Totalny kretynizm. Zakazywanie w Niemczech publikowania swastyki jest śmieszne, wszyscy wiedzą, że tam jest, a mimo to trzeba udawać, że jej tam nie ma. Nie mówię, bo karać za malowanie w określonych warunkach i w określonym celu/sytuacji jest łamaniem prawa i, to należy karcić, ale nie do cholery jakieś durne prawo zakazujące umieszczania jej w grach, na okładkach książek itd.
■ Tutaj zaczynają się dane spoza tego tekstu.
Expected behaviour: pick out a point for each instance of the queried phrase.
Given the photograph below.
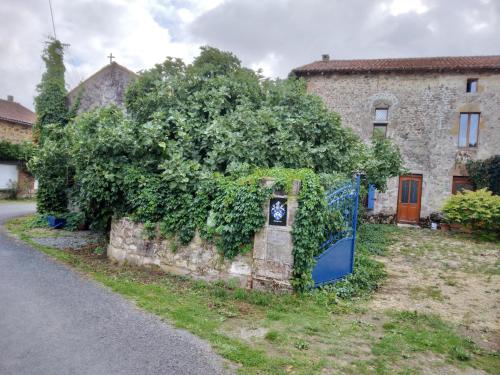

Ok. Jeszcze w strzelance przeboleję brak swastyk na flagach - ale po prostu wkurza mnie to n.p. w Hearts Of Iron 3 - grze będącej symulacją geoopolityczną II wś. aspirującą do realizmu, że III Rzesza ma przekłamaną flagę...
Ta cenzura kojarzy mi się z tym co robi tutaj administracja z tymi, co piszą prawdę. Na wiocha.pl administratorem został licealista, a tutaj pewnie jakiś gimbek na emigracji siedzi i marzy o tym by mieć 18 lat i zagłosować na KNP. Ej serio: KNP to nie jest jedyna nadzieja, choć ciężko to zrozumieć.
Zakładasz stronę, umieszczasz na niej możliwość wypowiedzi poprzez obrazek z podpisem i komentarze. Te co ci się podobają wrzucasz na główną stronę, gdzie zagląda większość ludzi. Strona zyskuje na popularności, masz dochód z reklamy. Jedyne co dołuje to głosy ludzi, którzy oskarżają cię o ślepotę, bo ich treść nie wylądowała na głównej stronie. A ta treść zwyczajnie nie podoba ci się...
Zmodyfikowano 1 raz. Ostatnia modyfikacja: 31 maja 2014 o 2:00
Przez głupie manipulacje polityczne byłego elektoratu Palikota, który teraz nawrócił się z gender na radykalną prawicę pojawia się tutaj pojecie: "słusznej prawdy"- czyli takiej, którą popiera większość. Tłum pseudo-opozycjonistów jest przekonany, że stanowi elitę intelektualną wrogą partii rządzącej, a w rzeczywistości stanowi mainstream polityczny w internecie. O ile w realu mainstremowe jest popieranie PO, to w internecie jest to głosowanie na KNP. Tu nie chodzi o to, że treść mi się nie podoba - tu chodzi o to, że nawet najmądrzejszy post, który krytykuje mainstream jest zagłuszany nie tylko przez użytkowników, ale i samą "górę".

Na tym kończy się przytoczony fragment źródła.